At Memorial Sloan Kettering Cancer Center, the treatment of retinoblastoma is customized for each patient, and depends upon the age of the child, the involvement of one or both eyes, and whether or not the cancer has spread to other parts of the body. The main treatment options are as follows:
Intra-arterial chemotherapy is a new treatment for advanced retinoblastoma in which the chemotherapy drug is injected directly into the ophthalmic artery (the blood vessel that leads to the eye). The patient is given general anesthesia by an anesthesiologist. A thin tube is inserted through a blood vessel (the femoral artery) in the groin (the top part of the leg) and threaded up to the ophthalmic artery, where the chemotherapy is then injected into the eye. This method of chemotherapy delivery is designed to minimize the drug’s exposure to the rest of the body and to reduce side effects. The most common drugs used for this treatment are melphalan and topotecan. The average number of treatment sessions is about three for each eye, each session being delivered at four-week intervals. After a successful treatment, the tumors will shrink. If needed, residual tumors may be treated with laser, cryotherapy, or plaque.

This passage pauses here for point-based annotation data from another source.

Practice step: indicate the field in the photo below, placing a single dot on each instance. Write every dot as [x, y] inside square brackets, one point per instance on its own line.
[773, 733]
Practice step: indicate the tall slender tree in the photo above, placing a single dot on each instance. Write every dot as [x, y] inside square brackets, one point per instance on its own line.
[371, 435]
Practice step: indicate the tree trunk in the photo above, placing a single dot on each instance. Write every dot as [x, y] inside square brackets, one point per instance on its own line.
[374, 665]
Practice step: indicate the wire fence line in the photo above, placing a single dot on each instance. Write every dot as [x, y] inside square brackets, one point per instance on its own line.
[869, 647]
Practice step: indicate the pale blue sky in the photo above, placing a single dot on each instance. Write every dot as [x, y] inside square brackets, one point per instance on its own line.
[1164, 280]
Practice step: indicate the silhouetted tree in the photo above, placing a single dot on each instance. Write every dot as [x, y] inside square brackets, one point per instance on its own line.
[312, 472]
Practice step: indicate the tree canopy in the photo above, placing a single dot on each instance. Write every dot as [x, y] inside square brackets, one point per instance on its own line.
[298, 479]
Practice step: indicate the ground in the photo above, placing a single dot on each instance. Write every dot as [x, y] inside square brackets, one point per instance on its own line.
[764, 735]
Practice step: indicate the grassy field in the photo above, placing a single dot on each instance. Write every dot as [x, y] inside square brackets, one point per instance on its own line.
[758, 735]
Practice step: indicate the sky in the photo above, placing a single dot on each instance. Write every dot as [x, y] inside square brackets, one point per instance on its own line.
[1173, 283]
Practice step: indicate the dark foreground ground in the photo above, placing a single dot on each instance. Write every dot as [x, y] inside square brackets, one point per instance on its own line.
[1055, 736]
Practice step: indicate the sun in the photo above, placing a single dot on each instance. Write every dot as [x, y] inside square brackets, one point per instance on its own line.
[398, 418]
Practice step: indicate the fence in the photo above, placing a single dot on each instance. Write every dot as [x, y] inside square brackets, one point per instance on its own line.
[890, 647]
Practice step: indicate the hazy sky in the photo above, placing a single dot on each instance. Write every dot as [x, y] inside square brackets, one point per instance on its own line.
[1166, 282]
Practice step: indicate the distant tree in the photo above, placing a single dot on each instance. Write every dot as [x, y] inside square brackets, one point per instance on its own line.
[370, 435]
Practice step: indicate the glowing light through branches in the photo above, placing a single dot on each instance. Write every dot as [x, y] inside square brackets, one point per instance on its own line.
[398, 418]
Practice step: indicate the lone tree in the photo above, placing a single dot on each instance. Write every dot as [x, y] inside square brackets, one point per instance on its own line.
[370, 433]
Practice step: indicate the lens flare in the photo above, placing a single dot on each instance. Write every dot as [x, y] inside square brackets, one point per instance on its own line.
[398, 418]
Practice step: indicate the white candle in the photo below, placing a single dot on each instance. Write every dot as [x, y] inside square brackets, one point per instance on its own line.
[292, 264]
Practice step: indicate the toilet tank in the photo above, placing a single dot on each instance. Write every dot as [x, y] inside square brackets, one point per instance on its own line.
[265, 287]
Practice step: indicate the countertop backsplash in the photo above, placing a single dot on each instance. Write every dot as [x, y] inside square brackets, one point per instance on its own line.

Enucleation is the most common treatment for retinoblastoma. During an enucleation, the eye is surgically removed. This is necessary because it is the only way to remove the cancer completely. It is not possible to remove the cancer from within the eye without removing the entire eye.
The removal of the eye is done under general anesthesia. In the operation, the entire eye is removed along with a long piece of optic nerve as one specimen, and is sent to a pathologist for examination under a microscope.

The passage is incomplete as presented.